As the cost of college has increased, so has the usage of 529 plans — tax-advantaged investment accounts used to pay for education expenses. In 2008, the value of all 529 plans was $105 billion. By the end of 2024, that amount roughly quintupled to $525 billion, according to the Investment Company Institute and the College Savings Plan Network.
The Motley Fool has compiled key 529 plan statistics to see just how popular these accounts have become and how much parents are relying on them to fund their children’s higher education.
529 plan basics
Here are the basics of a 529 plan:
- They are funded with after-tax dollars, but gains are tax-free, and withdrawals for qualified educational purposes are not taxed.
- Initially designed solely for paying for higher education, they can now be used for a variety of education expenses.

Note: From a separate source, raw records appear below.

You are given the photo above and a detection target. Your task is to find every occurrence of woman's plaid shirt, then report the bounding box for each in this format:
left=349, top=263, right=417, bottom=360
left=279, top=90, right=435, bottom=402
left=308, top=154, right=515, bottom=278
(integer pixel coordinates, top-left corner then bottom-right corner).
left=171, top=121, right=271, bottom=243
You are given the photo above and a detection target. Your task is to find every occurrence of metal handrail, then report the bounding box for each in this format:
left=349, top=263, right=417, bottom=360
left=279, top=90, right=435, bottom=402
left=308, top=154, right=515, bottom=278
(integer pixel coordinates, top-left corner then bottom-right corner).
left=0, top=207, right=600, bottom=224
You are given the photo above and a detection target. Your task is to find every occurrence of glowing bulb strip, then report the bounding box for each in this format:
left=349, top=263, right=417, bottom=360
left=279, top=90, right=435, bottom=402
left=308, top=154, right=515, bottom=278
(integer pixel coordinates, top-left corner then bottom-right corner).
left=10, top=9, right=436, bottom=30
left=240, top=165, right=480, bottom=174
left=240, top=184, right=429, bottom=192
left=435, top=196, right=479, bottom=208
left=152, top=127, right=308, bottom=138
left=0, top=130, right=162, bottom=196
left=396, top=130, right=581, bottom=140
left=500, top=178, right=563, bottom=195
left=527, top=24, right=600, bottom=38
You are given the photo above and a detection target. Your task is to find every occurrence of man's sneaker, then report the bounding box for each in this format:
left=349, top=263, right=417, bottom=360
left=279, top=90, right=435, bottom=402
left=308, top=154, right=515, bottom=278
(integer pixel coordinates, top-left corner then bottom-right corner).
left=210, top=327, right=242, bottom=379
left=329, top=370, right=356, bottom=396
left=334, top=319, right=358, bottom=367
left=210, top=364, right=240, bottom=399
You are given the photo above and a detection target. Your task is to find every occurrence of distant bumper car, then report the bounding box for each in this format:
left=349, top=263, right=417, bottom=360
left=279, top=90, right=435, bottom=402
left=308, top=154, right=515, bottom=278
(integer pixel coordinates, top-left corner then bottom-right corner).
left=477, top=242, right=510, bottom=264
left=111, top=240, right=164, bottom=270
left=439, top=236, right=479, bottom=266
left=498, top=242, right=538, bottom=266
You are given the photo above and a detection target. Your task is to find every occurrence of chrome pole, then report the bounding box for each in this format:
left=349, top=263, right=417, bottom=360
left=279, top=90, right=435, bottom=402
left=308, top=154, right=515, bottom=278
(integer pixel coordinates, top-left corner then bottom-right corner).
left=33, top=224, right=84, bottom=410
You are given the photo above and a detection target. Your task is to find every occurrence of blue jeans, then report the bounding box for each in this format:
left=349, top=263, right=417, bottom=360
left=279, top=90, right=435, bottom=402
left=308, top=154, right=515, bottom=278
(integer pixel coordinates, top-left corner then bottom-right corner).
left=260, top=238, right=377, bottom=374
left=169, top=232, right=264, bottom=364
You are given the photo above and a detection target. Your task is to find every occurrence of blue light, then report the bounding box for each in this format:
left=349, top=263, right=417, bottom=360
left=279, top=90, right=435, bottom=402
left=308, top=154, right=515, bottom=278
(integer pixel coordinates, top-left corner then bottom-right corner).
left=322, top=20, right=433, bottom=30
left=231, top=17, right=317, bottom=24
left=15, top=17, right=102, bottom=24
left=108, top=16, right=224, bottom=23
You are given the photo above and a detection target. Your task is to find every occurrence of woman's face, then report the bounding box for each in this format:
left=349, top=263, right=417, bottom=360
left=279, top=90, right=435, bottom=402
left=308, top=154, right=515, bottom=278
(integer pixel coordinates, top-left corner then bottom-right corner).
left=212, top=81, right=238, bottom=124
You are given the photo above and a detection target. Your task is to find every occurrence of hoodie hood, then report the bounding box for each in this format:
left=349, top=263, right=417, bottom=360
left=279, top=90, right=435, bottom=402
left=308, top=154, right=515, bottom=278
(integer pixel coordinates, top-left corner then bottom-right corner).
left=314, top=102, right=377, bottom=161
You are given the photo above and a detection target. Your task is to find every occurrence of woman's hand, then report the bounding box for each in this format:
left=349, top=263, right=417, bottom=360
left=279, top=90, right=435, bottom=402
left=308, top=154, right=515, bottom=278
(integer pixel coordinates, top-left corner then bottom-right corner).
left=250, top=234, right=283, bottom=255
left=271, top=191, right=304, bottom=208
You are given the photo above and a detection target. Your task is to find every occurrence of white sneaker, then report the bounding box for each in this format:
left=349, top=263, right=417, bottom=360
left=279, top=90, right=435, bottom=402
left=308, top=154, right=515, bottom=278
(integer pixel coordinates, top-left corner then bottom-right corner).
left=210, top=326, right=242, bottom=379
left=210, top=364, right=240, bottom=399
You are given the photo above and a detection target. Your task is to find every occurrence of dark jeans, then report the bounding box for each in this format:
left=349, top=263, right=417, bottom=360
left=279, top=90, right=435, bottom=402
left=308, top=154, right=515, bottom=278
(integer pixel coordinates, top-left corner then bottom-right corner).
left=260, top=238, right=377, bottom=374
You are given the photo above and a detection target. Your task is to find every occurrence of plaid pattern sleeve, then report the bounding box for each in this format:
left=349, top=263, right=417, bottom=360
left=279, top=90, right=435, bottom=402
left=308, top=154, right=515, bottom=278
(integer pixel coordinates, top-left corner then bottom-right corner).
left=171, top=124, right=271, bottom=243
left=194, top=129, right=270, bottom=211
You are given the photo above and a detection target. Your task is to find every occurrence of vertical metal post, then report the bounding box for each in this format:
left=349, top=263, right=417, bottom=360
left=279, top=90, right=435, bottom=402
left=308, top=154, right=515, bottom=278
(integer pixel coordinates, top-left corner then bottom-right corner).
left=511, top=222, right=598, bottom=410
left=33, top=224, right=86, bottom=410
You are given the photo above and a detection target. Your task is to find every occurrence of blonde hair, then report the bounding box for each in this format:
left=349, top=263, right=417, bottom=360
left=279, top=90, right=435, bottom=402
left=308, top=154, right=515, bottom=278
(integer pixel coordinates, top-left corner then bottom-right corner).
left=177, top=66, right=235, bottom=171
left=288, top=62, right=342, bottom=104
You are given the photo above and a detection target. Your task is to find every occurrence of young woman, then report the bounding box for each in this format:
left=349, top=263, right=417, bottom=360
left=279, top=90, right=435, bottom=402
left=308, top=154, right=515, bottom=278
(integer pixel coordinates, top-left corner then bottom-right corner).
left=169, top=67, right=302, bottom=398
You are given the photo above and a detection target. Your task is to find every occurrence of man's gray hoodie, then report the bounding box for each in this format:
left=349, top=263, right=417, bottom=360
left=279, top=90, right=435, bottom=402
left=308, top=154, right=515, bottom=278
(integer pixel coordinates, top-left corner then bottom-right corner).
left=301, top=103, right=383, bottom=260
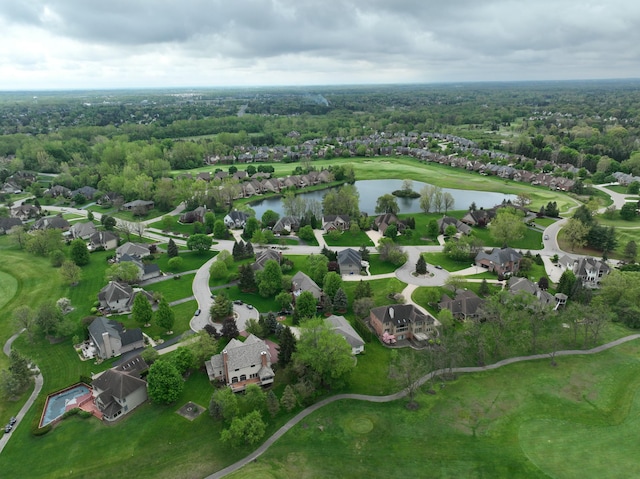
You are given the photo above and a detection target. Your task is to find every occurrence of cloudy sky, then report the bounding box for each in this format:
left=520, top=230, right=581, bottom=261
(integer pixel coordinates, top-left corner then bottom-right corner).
left=0, top=0, right=640, bottom=90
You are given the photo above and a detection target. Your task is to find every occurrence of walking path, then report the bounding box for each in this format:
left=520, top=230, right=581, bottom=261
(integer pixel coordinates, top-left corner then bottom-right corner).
left=0, top=329, right=44, bottom=454
left=206, top=334, right=640, bottom=479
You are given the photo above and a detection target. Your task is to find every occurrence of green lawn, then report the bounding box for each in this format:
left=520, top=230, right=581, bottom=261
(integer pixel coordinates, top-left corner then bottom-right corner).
left=369, top=254, right=398, bottom=275
left=323, top=231, right=373, bottom=248
left=144, top=274, right=195, bottom=302
left=230, top=342, right=640, bottom=479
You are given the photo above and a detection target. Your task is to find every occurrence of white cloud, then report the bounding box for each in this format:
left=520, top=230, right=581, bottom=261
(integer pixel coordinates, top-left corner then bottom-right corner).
left=0, top=0, right=640, bottom=89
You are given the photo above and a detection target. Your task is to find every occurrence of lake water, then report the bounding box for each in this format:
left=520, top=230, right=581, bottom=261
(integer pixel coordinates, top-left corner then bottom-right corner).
left=250, top=180, right=516, bottom=219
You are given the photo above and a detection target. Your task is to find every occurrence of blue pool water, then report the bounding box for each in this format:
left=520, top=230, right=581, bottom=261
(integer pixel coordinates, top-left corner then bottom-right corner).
left=40, top=384, right=90, bottom=427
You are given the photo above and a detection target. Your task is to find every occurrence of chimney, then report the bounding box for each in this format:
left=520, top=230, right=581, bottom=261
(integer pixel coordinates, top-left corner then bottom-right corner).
left=222, top=349, right=229, bottom=382
left=102, top=331, right=113, bottom=359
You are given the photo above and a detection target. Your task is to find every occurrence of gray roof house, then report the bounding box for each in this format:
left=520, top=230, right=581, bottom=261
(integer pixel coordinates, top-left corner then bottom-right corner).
left=326, top=314, right=364, bottom=356
left=69, top=221, right=96, bottom=240
left=204, top=334, right=275, bottom=392
left=91, top=355, right=148, bottom=422
left=475, top=248, right=522, bottom=275
left=89, top=317, right=144, bottom=359
left=338, top=248, right=362, bottom=275
left=223, top=210, right=249, bottom=228
left=291, top=271, right=322, bottom=300
left=89, top=231, right=118, bottom=251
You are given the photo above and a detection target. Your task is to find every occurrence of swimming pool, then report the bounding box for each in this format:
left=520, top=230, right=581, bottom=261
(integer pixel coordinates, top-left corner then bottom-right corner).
left=40, top=384, right=91, bottom=427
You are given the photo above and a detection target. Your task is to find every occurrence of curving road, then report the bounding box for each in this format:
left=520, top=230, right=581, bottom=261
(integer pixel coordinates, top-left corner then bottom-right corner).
left=0, top=329, right=44, bottom=454
left=206, top=334, right=640, bottom=479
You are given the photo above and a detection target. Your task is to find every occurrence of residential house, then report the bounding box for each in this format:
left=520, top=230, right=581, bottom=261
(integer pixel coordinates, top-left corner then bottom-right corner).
left=91, top=355, right=149, bottom=422
left=118, top=254, right=162, bottom=281
left=438, top=216, right=471, bottom=235
left=573, top=257, right=611, bottom=288
left=89, top=316, right=144, bottom=359
left=43, top=185, right=71, bottom=198
left=322, top=215, right=351, bottom=233
left=122, top=200, right=155, bottom=216
left=460, top=208, right=496, bottom=227
left=508, top=276, right=566, bottom=307
left=205, top=334, right=275, bottom=392
left=438, top=290, right=484, bottom=321
left=180, top=206, right=207, bottom=224
left=31, top=215, right=71, bottom=231
left=326, top=314, right=364, bottom=356
left=11, top=204, right=40, bottom=221
left=251, top=249, right=282, bottom=271
left=369, top=304, right=435, bottom=341
left=373, top=213, right=406, bottom=235
left=89, top=231, right=118, bottom=251
left=338, top=248, right=362, bottom=275
left=0, top=218, right=22, bottom=235
left=69, top=221, right=96, bottom=240
left=71, top=186, right=98, bottom=200
left=98, top=281, right=133, bottom=313
left=475, top=248, right=522, bottom=276
left=116, top=241, right=151, bottom=261
left=291, top=271, right=322, bottom=301
left=272, top=216, right=300, bottom=234
left=223, top=210, right=249, bottom=228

- 529 plans are state-sponsored, although investing in a plan run by one's state of residence is not required. Investors are free to choose any state's plan, although some states offer incentives for residents.
- There are two types of 529 plans for those who intend to use the account to pay for college: prepaid tuition plans and savings plans.
- Prepaid tuition plans allow the funder to pay tuition at a specific college or university system in advance, which can be beneficial if tuition costs are expected to increase by the time the beneficiary attends the school.
- Savings plans allow the funder to invest in various funds and offer greater flexibility in how those funds are ultimately used.
For a deeper dive into how 529 plans work, check out The Motley Fool’s explainer.
Average 529 college savings plan contribution
The average tuition paid by a 529 plan is $3,225, about 10% of the overall cost of attendance, according to Sallie Mae.
That’s slightly less than the value of borrowed contributions from both parents and students, which includes loans, and about a quarter of the value that parents contribute via other non-borrowed means, like savings or other investments.